IBM, Exxon Mobil make quantum computing leap
Exxon Mobil is a founding partner with IBM on an new quantum computing network that they contend could lead to new breakthroughs in petrochemicals, electric grid management and climate change modeling.
Quantum computing, considered the next big breakthrough in information technology, remains in its infancy. Quantum computing musters processing power that exceeds that of today’s supercomputers and puts that power to enhance research as well as computer models used to predict the outcome of decisions, actions, alternatives and external events.
Exxon Mobil is the first energy company to join the new IBM Q Network of Fortune 500 companies, academic institutions and research labs to work with the newly unveiled quantum computing system. The new IBM Q System One is the first effort to take quantum computing into commercial use by IBM, headquartered in Armonk, N.Y.
Other partners include banking giant J.P. Morgan Chase & Co., technology and appliance manufacturer Samsung, German auto maker Daimler, and the consulting firm Accenture.
“The scale and complexity of many challenges we face in our business surpass the limits of today’s traditional computers,” said Vijay Swarup, vice president of research and development for ExxonMobil Research and Engineering Company. “Quantum computing can potentially provide us with capabilities to simulate nature and chemistry that we’ve never had before.”
Exxon Mobil also cited the potential to use more accurate quantum chemistry calculations for the discovery of new materials that could enhance carbon capture at power plants and other pollution sources.
“The advancement of new breakthroughs,” Swarup added, “will be critical in addressing the dual challenge of producing energy to fuel economies and meeting consumers’ needs while managing the risks of climate change.”
Many scientists and industry analysts believe quantum computing is the key to creating more powerful artificial intelligence.

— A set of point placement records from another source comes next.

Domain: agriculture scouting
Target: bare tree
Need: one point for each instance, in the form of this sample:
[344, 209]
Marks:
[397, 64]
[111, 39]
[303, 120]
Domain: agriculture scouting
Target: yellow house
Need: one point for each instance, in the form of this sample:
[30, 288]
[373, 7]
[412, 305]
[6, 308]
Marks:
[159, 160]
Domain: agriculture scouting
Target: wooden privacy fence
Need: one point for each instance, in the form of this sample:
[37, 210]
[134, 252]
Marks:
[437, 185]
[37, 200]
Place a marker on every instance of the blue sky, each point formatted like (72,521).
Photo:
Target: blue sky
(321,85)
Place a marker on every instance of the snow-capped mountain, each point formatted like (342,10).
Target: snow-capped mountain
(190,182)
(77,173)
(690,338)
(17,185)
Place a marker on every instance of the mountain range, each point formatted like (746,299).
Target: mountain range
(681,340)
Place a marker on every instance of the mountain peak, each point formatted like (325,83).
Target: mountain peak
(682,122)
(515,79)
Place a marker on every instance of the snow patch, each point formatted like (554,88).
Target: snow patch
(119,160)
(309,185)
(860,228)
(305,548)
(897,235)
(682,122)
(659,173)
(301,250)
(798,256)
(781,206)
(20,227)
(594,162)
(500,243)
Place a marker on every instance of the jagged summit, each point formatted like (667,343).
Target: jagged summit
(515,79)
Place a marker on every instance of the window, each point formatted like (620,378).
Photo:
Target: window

Unlike typical computers that use binary digits of ones and zeros, quantum computing employs quantum bits, called qubits, that can simultaneously represent both ones and zeros. Qbits are so fragile and volatile that IBM used the same company that protects the Mona Lisa at the Louvre and the Crown Jewels at the Tower of London to protect and cool the hardware.
The Q System One is enclosed in a 9-foot-tall, 9-foot-wide case of half-inch thick borosilicate glass forming a sealed, airtight enclosure, IBM said. A series of independent aluminum and steel frames unify the system to avoid the potential vibration interference that can corrupt the qubits.
IBM said its system is the first developed for commercial use. “IBM Q systems are designed to one day tackle problems that are currently seen as too complex and exponential in nature for classical systems to handle,” the company said.
Companies can’t just buy the new computers yet though. Thus far, the computing power is only available via IBM’s cloud network. But Exxon Mobil can work directly with IBM scientists on problem solving and algorithms.